[英]How can I read large text files line by line, without loading it into memory?
I need to read a large file, line by line.我需要逐行读取一个大文件。 Lets say that file has more than 5GB and I need to read each line, but obviously I do not want to use
readlines()
because it will create a very large list in the memory.假设该文件超过 5GB,我需要读取每一行,但显然我不想使用
readlines()
因为它会在内存中创建一个非常大的列表。
How will the code below work for this case?下面的代码将如何适用于这种情况? Is
xreadlines
itself reading one by one into memory? xreadlines
本身是否会一一读入内存? Is the generator expression needed?需要生成器表达式吗?
f = (line for line in open("log.txt").xreadlines()) # how much is loaded in memory?
f.next()
Plus, what can I do to read this in reverse order, just as the Linux tail
command?另外,我该怎么做才能以相反的顺序阅读它,就像 Linux
tail
命令一样?
I found:我发现:
http://code.google.com/p/pytailer/ http://code.google.com/p/pytailer/
and和
" python head, tail and backward read by lines of a text file " “ python 头、尾和反向读取文本文件的行”
Both worked very well!两者都工作得很好!
I provided this answer because Keith's, while succinct, doesn't close the file explicitly我提供了这个答案,因为基思虽然简洁,但没有明确关闭文件
with open("log.txt") as infile:
for line in infile:
do_something_with(line)
All you need to do is use the file object as an iterator.您需要做的就是使用文件对象作为迭代器。
for line in open("log.txt"):
do_something_with(line)
Even better is using context manager in recent Python versions.更好的是在最近的 Python 版本中使用上下文管理器。

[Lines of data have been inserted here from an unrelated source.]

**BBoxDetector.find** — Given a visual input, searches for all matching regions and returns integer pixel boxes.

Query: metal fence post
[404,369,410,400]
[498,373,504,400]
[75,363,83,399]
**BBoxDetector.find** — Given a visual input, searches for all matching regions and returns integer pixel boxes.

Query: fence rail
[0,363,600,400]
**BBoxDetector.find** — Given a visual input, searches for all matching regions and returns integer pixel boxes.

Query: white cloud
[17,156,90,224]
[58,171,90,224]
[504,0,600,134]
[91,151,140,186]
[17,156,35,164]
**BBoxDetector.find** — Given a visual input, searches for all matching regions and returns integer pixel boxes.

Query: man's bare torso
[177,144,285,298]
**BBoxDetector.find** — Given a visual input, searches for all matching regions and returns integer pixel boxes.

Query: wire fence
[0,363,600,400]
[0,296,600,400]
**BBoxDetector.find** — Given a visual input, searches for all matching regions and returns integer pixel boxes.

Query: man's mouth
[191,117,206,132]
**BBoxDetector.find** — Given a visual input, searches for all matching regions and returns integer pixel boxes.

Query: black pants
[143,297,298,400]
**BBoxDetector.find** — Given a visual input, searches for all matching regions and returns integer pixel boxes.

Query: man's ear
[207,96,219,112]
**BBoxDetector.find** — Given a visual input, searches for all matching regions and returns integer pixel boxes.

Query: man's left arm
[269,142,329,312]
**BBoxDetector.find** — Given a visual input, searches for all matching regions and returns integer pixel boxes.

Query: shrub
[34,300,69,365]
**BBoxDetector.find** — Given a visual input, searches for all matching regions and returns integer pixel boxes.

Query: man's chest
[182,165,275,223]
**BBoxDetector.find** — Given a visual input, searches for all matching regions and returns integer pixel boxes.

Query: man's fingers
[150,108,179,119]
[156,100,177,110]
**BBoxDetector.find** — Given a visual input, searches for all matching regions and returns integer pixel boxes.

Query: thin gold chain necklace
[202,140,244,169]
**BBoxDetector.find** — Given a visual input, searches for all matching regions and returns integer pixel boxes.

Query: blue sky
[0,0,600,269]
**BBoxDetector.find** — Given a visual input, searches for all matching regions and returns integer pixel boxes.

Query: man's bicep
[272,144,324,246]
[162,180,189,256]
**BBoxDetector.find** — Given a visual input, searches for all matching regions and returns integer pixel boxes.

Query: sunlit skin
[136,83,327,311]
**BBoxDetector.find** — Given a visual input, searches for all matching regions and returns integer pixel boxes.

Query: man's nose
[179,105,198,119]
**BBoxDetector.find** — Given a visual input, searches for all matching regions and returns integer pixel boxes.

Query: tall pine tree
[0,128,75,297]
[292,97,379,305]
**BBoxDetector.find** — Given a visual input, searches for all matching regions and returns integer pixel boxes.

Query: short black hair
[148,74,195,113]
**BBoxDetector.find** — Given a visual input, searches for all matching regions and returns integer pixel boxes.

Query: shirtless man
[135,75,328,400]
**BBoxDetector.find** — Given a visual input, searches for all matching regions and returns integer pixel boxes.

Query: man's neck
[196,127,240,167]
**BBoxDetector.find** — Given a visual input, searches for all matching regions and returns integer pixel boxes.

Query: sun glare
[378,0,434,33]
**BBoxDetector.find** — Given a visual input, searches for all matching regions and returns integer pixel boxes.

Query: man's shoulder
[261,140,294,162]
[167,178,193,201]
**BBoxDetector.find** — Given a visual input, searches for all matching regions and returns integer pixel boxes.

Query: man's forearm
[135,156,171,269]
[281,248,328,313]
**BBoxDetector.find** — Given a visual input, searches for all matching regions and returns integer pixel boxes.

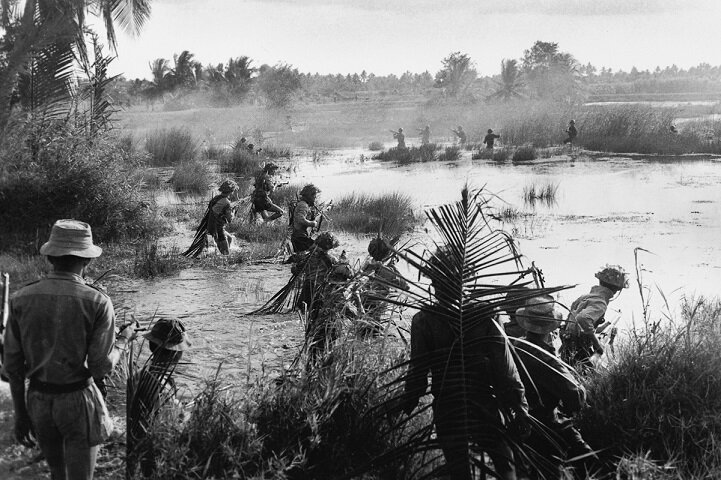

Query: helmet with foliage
[315,232,340,250]
[263,162,279,175]
[300,183,320,198]
[218,178,238,193]
[595,265,628,290]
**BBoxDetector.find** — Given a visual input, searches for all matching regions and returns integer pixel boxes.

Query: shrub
[438,145,461,162]
[511,145,536,162]
[0,119,164,247]
[170,160,215,194]
[579,299,721,478]
[329,192,417,238]
[145,128,198,167]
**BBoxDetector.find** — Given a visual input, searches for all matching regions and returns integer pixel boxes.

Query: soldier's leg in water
[265,201,283,222]
[215,231,230,255]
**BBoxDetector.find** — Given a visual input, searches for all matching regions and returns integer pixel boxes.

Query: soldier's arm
[404,317,431,414]
[3,301,28,418]
[293,204,318,227]
[88,297,117,382]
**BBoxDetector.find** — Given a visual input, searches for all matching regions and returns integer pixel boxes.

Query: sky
[102,0,721,78]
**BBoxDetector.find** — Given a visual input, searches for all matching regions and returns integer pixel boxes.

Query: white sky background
[105,0,721,78]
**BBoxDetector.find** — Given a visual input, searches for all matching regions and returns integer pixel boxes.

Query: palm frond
[348,188,568,478]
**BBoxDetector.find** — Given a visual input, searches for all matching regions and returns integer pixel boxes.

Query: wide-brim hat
[516,295,563,335]
[40,219,103,258]
[143,318,190,352]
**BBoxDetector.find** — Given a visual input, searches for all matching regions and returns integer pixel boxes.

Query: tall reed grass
[133,241,186,278]
[133,339,424,480]
[329,192,418,237]
[170,160,216,194]
[579,298,721,479]
[145,127,199,167]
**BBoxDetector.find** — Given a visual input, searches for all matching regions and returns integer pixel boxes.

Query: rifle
[0,273,10,382]
[0,273,10,336]
[311,200,333,232]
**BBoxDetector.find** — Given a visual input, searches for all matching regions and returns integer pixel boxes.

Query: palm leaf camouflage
[351,187,569,478]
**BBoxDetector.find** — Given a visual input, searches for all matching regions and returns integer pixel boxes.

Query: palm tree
[489,59,525,101]
[0,0,150,135]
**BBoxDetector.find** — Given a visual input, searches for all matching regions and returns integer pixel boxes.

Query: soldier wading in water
[208,179,238,255]
[560,265,628,367]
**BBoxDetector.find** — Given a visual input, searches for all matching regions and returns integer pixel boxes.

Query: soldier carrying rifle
[389,127,406,148]
[451,125,467,145]
[418,125,431,145]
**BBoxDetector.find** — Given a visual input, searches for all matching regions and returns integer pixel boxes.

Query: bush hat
[218,178,238,193]
[143,318,190,352]
[594,265,628,290]
[368,237,391,261]
[315,232,340,251]
[516,295,563,335]
[40,219,103,258]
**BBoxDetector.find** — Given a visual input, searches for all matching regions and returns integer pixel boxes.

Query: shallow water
[123,150,721,390]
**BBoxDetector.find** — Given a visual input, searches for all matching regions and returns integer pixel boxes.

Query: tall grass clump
[329,192,418,237]
[262,145,293,158]
[145,127,199,167]
[0,122,165,250]
[523,181,558,205]
[133,240,185,278]
[511,145,536,162]
[579,298,721,478]
[373,143,439,164]
[577,106,721,155]
[170,160,216,194]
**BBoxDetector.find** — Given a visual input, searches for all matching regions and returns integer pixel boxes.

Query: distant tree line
[107,41,721,107]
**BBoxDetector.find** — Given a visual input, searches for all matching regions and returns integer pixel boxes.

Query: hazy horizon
[100,0,721,79]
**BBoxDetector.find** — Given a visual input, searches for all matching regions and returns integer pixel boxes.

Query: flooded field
[119,150,721,394]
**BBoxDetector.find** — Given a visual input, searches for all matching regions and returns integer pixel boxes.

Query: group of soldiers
[2,219,190,480]
[390,120,576,151]
[3,148,628,480]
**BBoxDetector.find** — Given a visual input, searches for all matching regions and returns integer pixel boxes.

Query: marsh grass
[170,160,217,194]
[218,148,263,177]
[438,145,461,162]
[329,192,418,238]
[579,298,721,478]
[511,145,537,162]
[145,127,199,167]
[133,241,187,278]
[368,140,385,152]
[523,181,559,205]
[203,145,227,160]
[227,218,288,249]
[130,168,163,190]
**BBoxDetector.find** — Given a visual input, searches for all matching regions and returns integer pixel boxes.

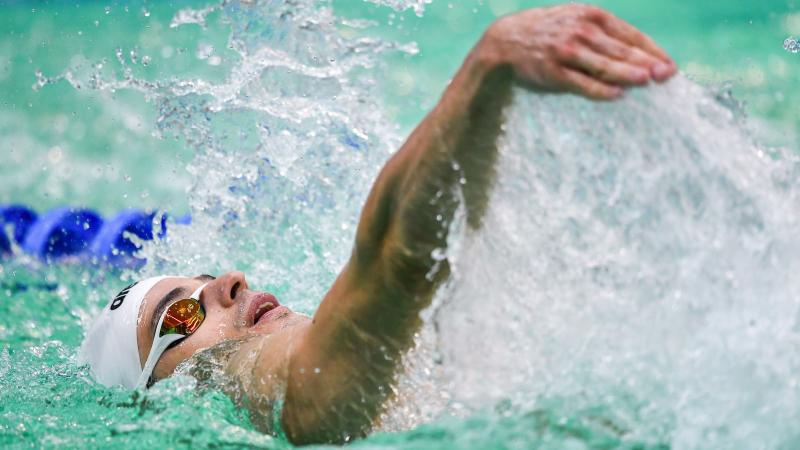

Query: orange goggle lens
[158,298,206,336]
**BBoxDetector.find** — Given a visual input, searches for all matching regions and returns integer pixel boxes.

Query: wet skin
[137,272,311,380]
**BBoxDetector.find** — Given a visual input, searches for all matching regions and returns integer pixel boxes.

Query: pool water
[0,0,800,449]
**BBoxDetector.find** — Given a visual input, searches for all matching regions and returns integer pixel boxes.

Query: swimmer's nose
[204,272,248,308]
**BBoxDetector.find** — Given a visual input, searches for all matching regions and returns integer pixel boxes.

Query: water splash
[384,78,800,448]
[37,0,800,448]
[364,0,433,17]
[783,36,800,53]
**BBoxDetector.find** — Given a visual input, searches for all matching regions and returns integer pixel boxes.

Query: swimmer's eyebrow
[149,286,189,339]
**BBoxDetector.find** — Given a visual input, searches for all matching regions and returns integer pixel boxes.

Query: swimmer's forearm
[376,40,513,284]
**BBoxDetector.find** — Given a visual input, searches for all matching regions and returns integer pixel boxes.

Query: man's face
[137,272,310,380]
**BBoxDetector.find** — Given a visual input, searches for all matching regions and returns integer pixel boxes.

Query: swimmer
[80,5,677,444]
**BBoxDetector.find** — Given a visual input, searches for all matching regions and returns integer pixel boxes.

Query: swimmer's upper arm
[282,37,511,444]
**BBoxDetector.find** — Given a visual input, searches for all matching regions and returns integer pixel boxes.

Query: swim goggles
[136,284,206,388]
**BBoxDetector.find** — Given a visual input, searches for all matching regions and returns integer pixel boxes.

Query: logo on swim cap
[111,281,138,311]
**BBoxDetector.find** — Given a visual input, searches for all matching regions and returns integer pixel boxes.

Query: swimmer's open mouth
[250,293,281,325]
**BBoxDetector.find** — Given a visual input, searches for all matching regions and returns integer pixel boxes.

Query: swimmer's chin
[173,335,247,390]
[250,306,311,336]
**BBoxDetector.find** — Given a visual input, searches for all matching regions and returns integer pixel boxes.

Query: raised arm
[270,5,675,443]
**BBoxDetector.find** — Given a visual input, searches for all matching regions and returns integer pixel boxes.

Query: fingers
[561,67,622,100]
[595,12,677,81]
[562,46,650,86]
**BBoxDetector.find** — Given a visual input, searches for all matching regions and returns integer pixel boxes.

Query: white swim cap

with open("log.txt") as fileobject:
for line in fileobject:
do_something_with(line)
This will automatically close the file as well.这也会自动关闭文件。
Please try this:请试试这个:
with open('filename','r',buffering=100000) as f:
for line in f:
print line
You are better off using an iterator instead.你最好改用迭代器。
Relevant: fileinput
— Iterate over lines from multiple input streams .相关:
fileinput
— 遍历来自多个输入流的行。
From the docs:从文档:
import fileinput
for line in fileinput.input("filename", encoding="utf-8"):
process(line)
This will avoid copying the whole file into memory at once.这将避免一次将整个文件复制到内存中。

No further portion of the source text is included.